Que s’est-il passé les 7 et 8 mars ? Le contexte est celui de l’émotion légitime dans les lycées de Paris et de la région parisienne suite aux violences policières subies par Théo. Au lycée Suger, où l’ambiance n’était déjà pas terrible depuis plusieurs mois, cela a pris la forme de jets de pierres brisant des vitres, de poubelles brûlées, de tir d’un gros pétard. La proviseur a appelé la police, et a ensuite mis dehors les 900 élèves présents – sans prendre le temps de prévenir les parents – alors que la police quadrillait les abords du lycée, faisant usage de gaz lacrymogènes.

Résultat : les adolescents ont été « ratonnés », 55 ont été mis en garde à vue dans des conditions inacceptables. Certains sont allés exercer leur colère en centre ville ou vers les autres lycées.
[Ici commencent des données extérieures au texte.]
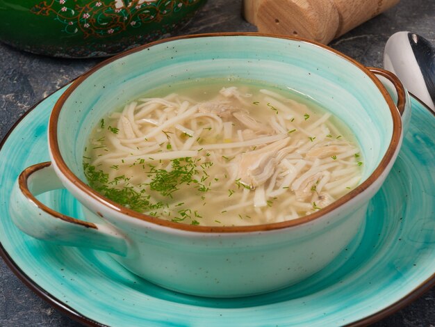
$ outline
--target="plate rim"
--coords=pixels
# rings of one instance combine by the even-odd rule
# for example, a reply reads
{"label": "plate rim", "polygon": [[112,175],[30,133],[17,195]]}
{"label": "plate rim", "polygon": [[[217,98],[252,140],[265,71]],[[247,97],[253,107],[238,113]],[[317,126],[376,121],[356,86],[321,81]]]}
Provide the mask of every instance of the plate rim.
{"label": "plate rim", "polygon": [[[76,79],[74,79],[75,80]],[[4,137],[0,141],[0,152],[3,148],[6,141],[9,138],[12,133],[16,127],[23,121],[27,115],[32,112],[36,107],[41,104],[44,101],[50,97],[54,93],[60,91],[65,86],[69,85],[74,80],[67,83],[60,88],[51,93],[44,99],[36,102],[28,110],[27,110],[9,129],[6,132]],[[427,106],[422,101],[413,94],[409,93],[409,95],[413,99],[418,101],[419,104],[427,111],[428,111],[435,118],[435,111],[432,111],[429,106]],[[14,260],[9,255],[9,253],[6,250],[3,246],[1,240],[0,239],[0,257],[5,262],[8,268],[12,272],[30,289],[31,289],[36,295],[40,298],[44,300],[46,303],[51,305],[53,305],[56,310],[61,312],[63,314],[67,315],[69,318],[83,324],[87,326],[97,326],[97,327],[108,327],[108,325],[105,325],[98,321],[89,318],[84,314],[80,313],[79,311],[73,309],[69,305],[65,303],[63,301],[59,300],[56,296],[51,294],[49,292],[40,287],[36,282],[32,280],[26,273],[24,273],[21,267],[14,261]],[[432,275],[427,278],[424,282],[416,286],[412,291],[409,292],[404,296],[399,298],[397,301],[391,304],[390,305],[377,311],[376,312],[361,318],[356,321],[351,322],[345,325],[348,327],[356,327],[361,326],[366,326],[368,324],[373,324],[384,318],[386,318],[395,312],[397,312],[400,310],[409,305],[418,298],[421,297],[425,293],[428,292],[432,287],[435,287],[435,272]]]}

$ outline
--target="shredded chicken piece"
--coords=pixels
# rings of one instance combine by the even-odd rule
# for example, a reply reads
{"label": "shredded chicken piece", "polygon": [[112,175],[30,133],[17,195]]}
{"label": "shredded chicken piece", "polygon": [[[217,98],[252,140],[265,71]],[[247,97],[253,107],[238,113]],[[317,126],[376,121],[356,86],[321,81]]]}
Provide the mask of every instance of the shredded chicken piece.
{"label": "shredded chicken piece", "polygon": [[307,159],[311,158],[319,158],[323,159],[327,157],[331,157],[332,155],[336,155],[339,153],[344,152],[348,150],[347,147],[345,146],[340,146],[340,145],[318,145],[311,149],[310,149],[307,152],[306,157]]}
{"label": "shredded chicken piece", "polygon": [[230,103],[229,101],[207,101],[199,104],[198,111],[204,113],[214,113],[222,118],[229,118],[233,111],[240,110],[239,108],[230,106]]}
{"label": "shredded chicken piece", "polygon": [[236,111],[233,113],[233,115],[247,128],[256,133],[265,133],[269,135],[274,134],[273,129],[270,126],[256,120],[245,112]]}
{"label": "shredded chicken piece", "polygon": [[320,180],[323,176],[322,173],[318,173],[313,176],[305,180],[299,186],[299,189],[295,190],[296,199],[298,201],[306,201],[306,198],[313,195],[313,187]]}
{"label": "shredded chicken piece", "polygon": [[252,189],[262,185],[274,173],[280,161],[278,153],[287,145],[288,138],[259,150],[243,153],[238,162],[238,180]]}

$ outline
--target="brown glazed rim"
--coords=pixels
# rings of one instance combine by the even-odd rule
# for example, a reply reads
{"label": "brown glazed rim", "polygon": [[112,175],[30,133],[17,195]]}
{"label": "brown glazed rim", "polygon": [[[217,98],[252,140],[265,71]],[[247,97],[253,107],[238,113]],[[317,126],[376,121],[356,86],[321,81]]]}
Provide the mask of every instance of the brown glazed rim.
{"label": "brown glazed rim", "polygon": [[49,214],[51,216],[54,218],[57,218],[58,219],[60,219],[65,221],[67,223],[75,223],[76,225],[80,225],[83,227],[86,227],[88,228],[95,228],[98,229],[97,225],[93,223],[90,223],[88,221],[81,221],[80,219],[76,219],[75,218],[69,217],[69,216],[65,216],[63,214],[60,214],[55,210],[53,210],[51,208],[49,208],[47,205],[44,205],[41,201],[38,200],[32,192],[31,192],[28,189],[28,178],[33,173],[37,172],[38,170],[40,170],[42,169],[46,168],[51,166],[51,161],[42,162],[40,164],[36,164],[35,165],[27,167],[24,169],[19,176],[18,177],[18,185],[19,186],[19,189],[23,193],[23,194],[27,198],[27,199],[32,202],[36,207],[39,207],[40,209],[44,210],[45,212]]}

Six ont été déférés à Bobigny.

Plainte collective contre les forces de l’ordre

Passés les premiers moments d’effroi, les familles s’organisent ainsi qu’un comité de soutien à l’initiative de la FCPE. Si cette dernière condamne « des actes irresponsables d’individus » tout en « comprenant la colère qui anime les jeunes choqués par les violences policières à l’égard de Théo », elle condamne « les agissements des forces de police qui ne se sont pas comportées de façon exemplaire à l’égard d’adolescents et ont fait un usage disproportionné de la force : mineurs menottés sur l’espace public, usage de gaz lacrymogène, de Flashball et de Taser, effacement de vidéo sur les portables, destruction de portables, violences physiques, insultes à l’égard des jeunes filles traitées de "sales putes", menaces, humiliations à caractère raciste et social, etc. et arrestations "musclées" à domicile pour certains. Les conditions des gardes à vue ont été aussi scandaleuses : entassement des élèves dans les cellules, certains avec des majeurs, impossibilité des communiquer avec leurs parents, vexations, humiliations, non-respect des procédures à l’égard de mineurs... »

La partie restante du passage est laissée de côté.